As we have shown the equivalence of the GKW and Score statistic. It is natural to consider the asymptotically equivalent Wald statistic, which is the commonly used F-statistic in linear model. For linear regression model, the Score and Wald statistics have the same form and differ only in their variance calculation with the Wald statistic variance computed under the full model. The Wald statistic can be checked to be $W_0=\frac{1}{{\widehat{\sigma }}_1^2}{(\mathit{R}-{\widehat{\mu }}_0)}^T\{\mathit{P}{({\mathit{P}}^T\mathit{P})}^{-1}{\mathit{P}}^T\}(\mathit{R}-{\widehat{\mu }}_0)$, where ${\widehat{\sigma }}_1^2=\frac{1}{n-k}{\widehat{\sigma }}_0^2(N-1-S_0)$.

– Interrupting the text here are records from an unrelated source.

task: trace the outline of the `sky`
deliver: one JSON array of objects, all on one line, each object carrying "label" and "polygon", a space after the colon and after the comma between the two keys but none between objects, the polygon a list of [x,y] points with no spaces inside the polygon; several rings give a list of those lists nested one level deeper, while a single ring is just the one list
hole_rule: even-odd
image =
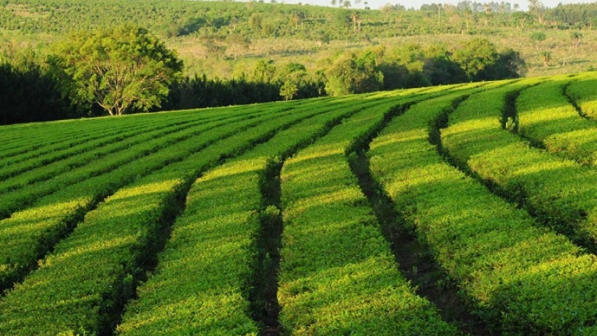
[{"label": "sky", "polygon": [[[282,2],[282,0],[277,0],[278,2]],[[419,9],[421,7],[421,5],[424,4],[433,4],[433,3],[441,3],[441,4],[451,4],[456,5],[460,0],[414,0],[414,1],[404,1],[404,0],[362,0],[360,4],[358,5],[355,5],[354,0],[351,0],[351,3],[353,4],[353,9],[362,9],[365,7],[363,5],[363,2],[367,1],[369,3],[369,7],[372,9],[377,9],[381,8],[383,5],[386,4],[402,4],[404,7],[409,9],[411,7],[414,7],[415,9]],[[473,2],[479,2],[479,3],[485,3],[485,2],[501,2],[502,0],[472,0]],[[520,6],[520,9],[523,11],[526,11],[528,9],[528,1],[525,0],[504,0],[505,2],[510,2],[511,4],[514,5],[515,4],[518,4]],[[265,2],[269,2],[268,0],[266,0]],[[286,4],[298,4],[299,2],[302,4],[309,4],[311,5],[318,5],[318,6],[331,6],[331,0],[284,0],[284,2]],[[340,2],[338,1],[338,2]],[[546,7],[548,8],[553,8],[558,5],[558,4],[579,4],[579,3],[584,3],[588,4],[591,2],[595,2],[595,0],[543,0],[541,1]]]}]

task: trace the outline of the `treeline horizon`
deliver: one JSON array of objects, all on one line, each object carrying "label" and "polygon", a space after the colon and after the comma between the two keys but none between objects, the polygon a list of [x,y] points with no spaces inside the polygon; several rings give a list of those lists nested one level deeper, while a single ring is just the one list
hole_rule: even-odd
[{"label": "treeline horizon", "polygon": [[[0,124],[100,116],[106,111],[71,101],[60,92],[61,78],[31,48],[4,53],[0,63]],[[455,51],[443,45],[409,44],[347,51],[327,60],[326,71],[304,65],[278,66],[259,60],[252,73],[221,80],[184,76],[170,86],[161,106],[149,112],[339,96],[396,89],[522,77],[525,61],[512,50],[498,52],[476,38]],[[144,111],[129,109],[127,113]]]},{"label": "treeline horizon", "polygon": [[[522,77],[525,60],[520,52],[498,50],[483,38],[455,41],[448,46],[421,43],[384,46],[373,39],[446,33],[483,36],[512,27],[587,28],[593,27],[588,13],[597,14],[595,4],[546,9],[537,0],[527,12],[503,1],[431,4],[416,11],[402,5],[387,5],[380,10],[353,9],[350,3],[338,1],[336,6],[342,8],[271,2],[0,0],[0,35],[4,28],[50,34],[58,39],[67,36],[69,31],[95,30],[131,21],[161,38],[193,37],[192,40],[207,50],[197,57],[235,60],[232,62],[246,57],[249,46],[267,37],[292,36],[316,41],[320,46],[336,40],[369,41],[365,48],[336,51],[308,68],[266,54],[232,76],[217,72],[206,75],[207,68],[186,72],[170,86],[161,107],[150,111],[155,112]],[[104,113],[97,107],[77,106],[60,94],[60,80],[46,64],[51,46],[38,43],[2,50],[0,124]],[[545,55],[547,64],[549,55]],[[129,109],[127,113],[139,112]]]}]

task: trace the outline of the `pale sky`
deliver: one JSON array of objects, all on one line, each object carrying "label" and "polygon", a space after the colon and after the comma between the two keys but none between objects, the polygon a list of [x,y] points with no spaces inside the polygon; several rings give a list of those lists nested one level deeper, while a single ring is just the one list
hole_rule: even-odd
[{"label": "pale sky", "polygon": [[[318,6],[331,6],[331,0],[276,0],[278,2],[284,2],[285,4],[298,4],[299,2],[302,4],[309,4],[311,5],[318,5]],[[419,9],[421,7],[421,5],[424,4],[433,4],[433,3],[441,3],[441,4],[451,4],[453,5],[457,4],[460,2],[460,0],[444,0],[444,1],[438,1],[438,0],[414,0],[414,1],[404,1],[404,0],[362,0],[360,4],[358,5],[355,4],[354,0],[351,0],[350,2],[353,4],[353,9],[362,9],[365,7],[363,3],[367,1],[369,3],[369,6],[372,9],[377,9],[381,8],[386,4],[399,4],[404,6],[404,7],[409,9],[411,7],[414,7],[415,9]],[[502,0],[471,0],[473,2],[478,2],[480,4],[483,3],[489,3],[489,2],[501,2]],[[528,1],[524,0],[504,0],[505,2],[510,2],[512,5],[515,4],[518,4],[520,6],[520,9],[526,11],[528,9]],[[265,2],[269,2],[269,0],[265,0]],[[338,0],[338,2],[342,2],[340,0]],[[553,8],[558,5],[558,4],[589,4],[591,2],[595,2],[595,0],[543,0],[542,3],[548,8]]]}]

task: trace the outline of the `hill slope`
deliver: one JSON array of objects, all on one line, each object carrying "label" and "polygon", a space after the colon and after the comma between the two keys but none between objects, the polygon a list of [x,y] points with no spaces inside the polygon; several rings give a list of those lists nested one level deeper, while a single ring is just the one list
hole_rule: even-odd
[{"label": "hill slope", "polygon": [[0,127],[0,333],[593,335],[596,83]]}]

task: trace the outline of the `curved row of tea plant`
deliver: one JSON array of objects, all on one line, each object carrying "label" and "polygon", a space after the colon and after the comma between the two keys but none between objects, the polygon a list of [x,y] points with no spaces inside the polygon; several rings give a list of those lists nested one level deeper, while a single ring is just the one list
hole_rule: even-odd
[{"label": "curved row of tea plant", "polygon": [[[281,112],[286,109],[288,109],[287,107],[283,107],[280,106],[276,108],[272,107],[271,109],[265,109],[264,111],[266,112],[263,113]],[[251,116],[253,114],[245,113],[244,114]],[[242,114],[240,115],[242,116]],[[257,114],[255,114],[253,116],[257,116]],[[232,116],[234,117],[233,115]],[[38,200],[40,197],[63,189],[65,186],[76,184],[87,178],[94,178],[109,173],[124,164],[139,157],[144,156],[158,148],[167,147],[168,143],[195,136],[201,131],[218,125],[235,122],[235,120],[240,120],[238,118],[242,118],[242,116],[237,117],[237,119],[227,118],[230,117],[221,119],[220,122],[216,121],[211,124],[203,123],[198,128],[187,127],[181,129],[176,133],[166,132],[162,136],[151,139],[149,142],[140,143],[137,145],[131,146],[130,148],[126,148],[123,151],[116,152],[112,155],[105,157],[95,158],[92,163],[92,164],[84,165],[77,168],[70,170],[66,173],[53,176],[53,178],[50,180],[42,180],[10,193],[3,196],[3,199],[0,202],[0,219],[6,218],[14,212],[23,210],[34,202],[37,201],[37,203],[38,203]],[[45,169],[50,170],[51,168],[41,169],[43,171]],[[27,175],[24,175],[24,177],[27,178]],[[18,180],[19,179],[17,177],[15,178],[15,180]],[[7,183],[10,183],[10,182],[7,181]]]},{"label": "curved row of tea plant", "polygon": [[198,179],[156,274],[140,288],[139,300],[127,307],[119,334],[256,332],[248,287],[254,276],[259,276],[259,264],[266,262],[257,259],[260,251],[255,245],[259,217],[267,215],[261,214],[259,185],[266,165],[309,144],[355,109],[379,104],[361,99],[305,109],[303,115],[314,116]]},{"label": "curved row of tea plant", "polygon": [[516,100],[518,132],[548,151],[593,165],[597,163],[597,123],[581,116],[564,94],[574,82],[569,77],[552,77],[522,91]]},{"label": "curved row of tea plant", "polygon": [[[241,109],[237,113],[239,112],[242,112],[242,110]],[[233,112],[230,111],[226,113],[226,115],[233,114]],[[158,125],[164,122],[166,124],[163,126],[168,124],[183,126],[193,121],[205,121],[210,119],[222,117],[221,115],[213,115],[213,114],[205,112],[191,114],[179,112],[173,114],[167,119],[163,114],[160,115],[158,116],[161,116],[161,118],[157,120],[156,116],[154,116],[153,118],[141,119],[124,118],[121,122],[114,122],[115,120],[114,119],[102,119],[101,120],[102,122],[90,123],[89,125],[85,125],[85,127],[82,129],[84,131],[80,134],[71,134],[63,141],[45,144],[43,147],[37,150],[28,151],[21,155],[9,158],[6,158],[6,155],[4,156],[3,157],[6,158],[0,161],[0,167],[1,167],[0,168],[0,178],[11,177],[23,171],[84,153],[98,146],[122,141],[134,134],[156,129]],[[156,122],[158,121],[158,123]],[[79,126],[80,123],[65,124],[80,129]],[[59,129],[66,128],[60,127]],[[48,130],[47,129],[46,127],[43,131],[38,131],[36,135],[38,137],[41,134],[46,141],[52,142],[53,139],[51,129]],[[64,131],[67,131],[67,129]],[[23,133],[28,132],[23,130]],[[59,135],[62,136],[60,134]],[[29,138],[25,138],[20,142],[22,145],[30,141]],[[26,146],[23,146],[23,147],[26,147]]]},{"label": "curved row of tea plant", "polygon": [[497,116],[507,91],[523,89],[521,82],[466,102],[442,130],[443,145],[459,164],[524,205],[538,222],[595,251],[597,171],[531,148],[500,127]]},{"label": "curved row of tea plant", "polygon": [[200,127],[158,138],[134,148],[132,153],[119,156],[121,161],[126,160],[124,164],[112,163],[114,164],[112,170],[63,188],[41,198],[33,207],[0,221],[0,244],[4,246],[0,250],[0,288],[9,288],[21,278],[56,242],[72,229],[87,211],[122,186],[243,128],[277,116],[292,115],[291,112],[275,112],[270,109],[263,115],[205,123]]},{"label": "curved row of tea plant", "polygon": [[[489,96],[507,90],[473,95],[458,109],[490,108]],[[527,212],[444,162],[430,143],[439,141],[436,123],[459,99],[426,101],[394,120],[370,145],[373,175],[474,310],[500,332],[588,332],[597,259],[537,227]],[[499,125],[498,117],[490,121]]]},{"label": "curved row of tea plant", "polygon": [[284,164],[278,299],[285,332],[458,334],[400,274],[345,153],[407,101],[357,113]]},{"label": "curved row of tea plant", "polygon": [[566,90],[566,94],[573,100],[583,115],[597,120],[597,78],[594,72],[581,74]]},{"label": "curved row of tea plant", "polygon": [[[156,252],[152,246],[163,233],[164,222],[173,220],[200,172],[316,113],[312,108],[303,111],[269,113],[262,118],[268,122],[254,121],[244,131],[247,125],[232,123],[214,129],[212,135],[227,134],[227,139],[213,142],[206,132],[199,139],[172,144],[163,157],[148,158],[154,171],[87,213],[40,262],[40,268],[9,292],[0,303],[0,333],[109,333],[119,317],[119,308],[134,293],[148,256]],[[168,164],[173,161],[178,162]],[[147,160],[136,162],[148,164]],[[199,274],[206,275],[204,270]]]},{"label": "curved row of tea plant", "polygon": [[[217,119],[215,121],[222,121],[228,118],[230,118],[230,116],[227,116],[223,119]],[[26,185],[43,182],[50,178],[55,178],[64,173],[70,175],[73,170],[79,167],[87,165],[95,166],[100,159],[102,161],[109,160],[110,156],[118,155],[122,151],[130,150],[136,145],[151,141],[155,139],[169,134],[178,133],[185,129],[191,129],[193,127],[200,126],[202,124],[205,124],[210,121],[210,119],[204,119],[193,122],[189,121],[181,123],[179,121],[174,124],[169,124],[168,121],[165,121],[161,124],[156,125],[154,124],[151,129],[143,129],[125,133],[114,139],[113,142],[90,146],[82,150],[80,153],[50,163],[43,164],[38,168],[28,170],[14,178],[0,181],[0,193],[16,190]],[[69,180],[72,182],[63,183],[63,185],[77,181],[72,178],[69,178]]]}]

Computationally, these tests can be readily and very efficiently computed from existing software for linear model regressing the sample rank on the probabilistic covariates.

3 Numerical studies

We follow the same simulation settings of Acar and Sun (2013, Section 3.1) to evaluate the performance of GKW and the rank linear model based Score and Wald statistics for SNP association test. Numerically we have checked the exact equivalence of GKW and Score statistics, and consistently observed that the Wald statistic performs slightly better than the GKW statistic (especially for relatively small sample size).

The rank linear model framework (1) and general formula for the Score/GKW statistic (2) also suggest that it helps to use normally transformed rank vector. Specifically we use ${\mathrm{\Phi }}^{-1}(\frac{{\mathit{R}}_j}{N+1})$ instead of r_j, j = 1,…, N, in the rank linear model (1). In further simulation studies (not shown) with minor allele frequency of 0.1, 0.2, and 20% group uncertainty, we found that for all of the Score statistic S₀, GKW statistic, and the Wald statistic W₀, using the normally transformed ranks gave slightly improved power. All statistics have the right size.